2004-11-13 10:11:41 | 視点
 西日本銀行と福岡シティ銀行が合併し、どうなるのか注目していた点がある。
それは窓口サービスの問題だ。
私が住んでいる福岡市南区の町内には福岡シティ銀行と西日本銀行の2つがあり、福岡シティ銀は機械による番号札制を導入しているが、西銀は導入してなかった。
規模は良好ともほぼ同じ。客数も同じか西銀の方がわずかに多い程度である。
ところが、両行の窓口サービス(この場合は事務処理スピード)を比べると明らかに西銀の方が速かった。

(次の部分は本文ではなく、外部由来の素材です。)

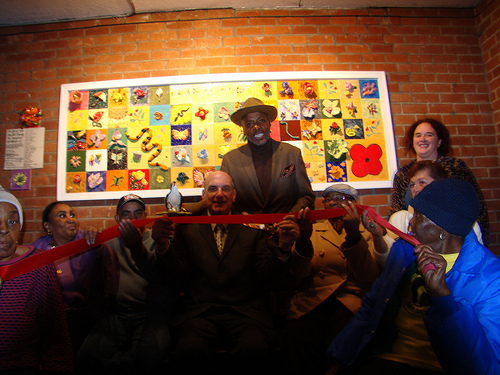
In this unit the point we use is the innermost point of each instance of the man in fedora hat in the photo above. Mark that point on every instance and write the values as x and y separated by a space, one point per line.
269 176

 本来、番号札機の導入は窓口業務の煩雑さを避け、顧客サービスを充実させるために行ったものである。
ところがそれ程忙しくない支店窓口では番号機の導入が逆効果を招いていることがよくある。
同じ町内の福岡シティ銀がそうだった。
客はいないにもかかわらず「番号札をお取り下さい」と窓口の行員が言うし、閉店間際で多くの客が待っているにもかかわらず、窓口行員は事務処理スピードを上げようとしないばかりか、バックヤードの男性行員もノンビリと自分の仕事をしていて手伝おうとしない。
こんな銀行こそリストラをどんどんやって欲しいものだ。

 結局、目の前に客がいないから、急がなければという緊迫感がないのだ。
その点、西銀は支店の顧客数に応じて番号札機を導入しているようで、さほど忙しくないというか、暇な我が町内の支店には番号機を導入していなかった。
 それが、両行合併後に窓口に行くと、驚いたことに番号機が導入されていたのだ。
もちろん、同じ町内の旧福岡シティ銀の支店もまだ開いたままだから、合併で西銀に客が増えたということは考えられない。

 さて、番号札機導入の結果である。
窓口の処理スピードは明らかに落ちていた。
これほど見事にスローダウンするのかと思った程だ。
なぜ、いままで番号札機がないところに新規に導入したのか、その理由が分からない。いずれ支店の統廃合で番号札機が余るのは分かり切っているのに。
合理化ならぬ不合理化。
合併は本来の目的を達するまでにこの種の不合理化や、様々な無駄遣い、サービスの低下を起こしていくのだろう。
そして内部ではお決まりの派閥争いの激化・・・。
彼らの目が顧客たる預金者の方に向くことは果たしてこれから先あるのだろうか。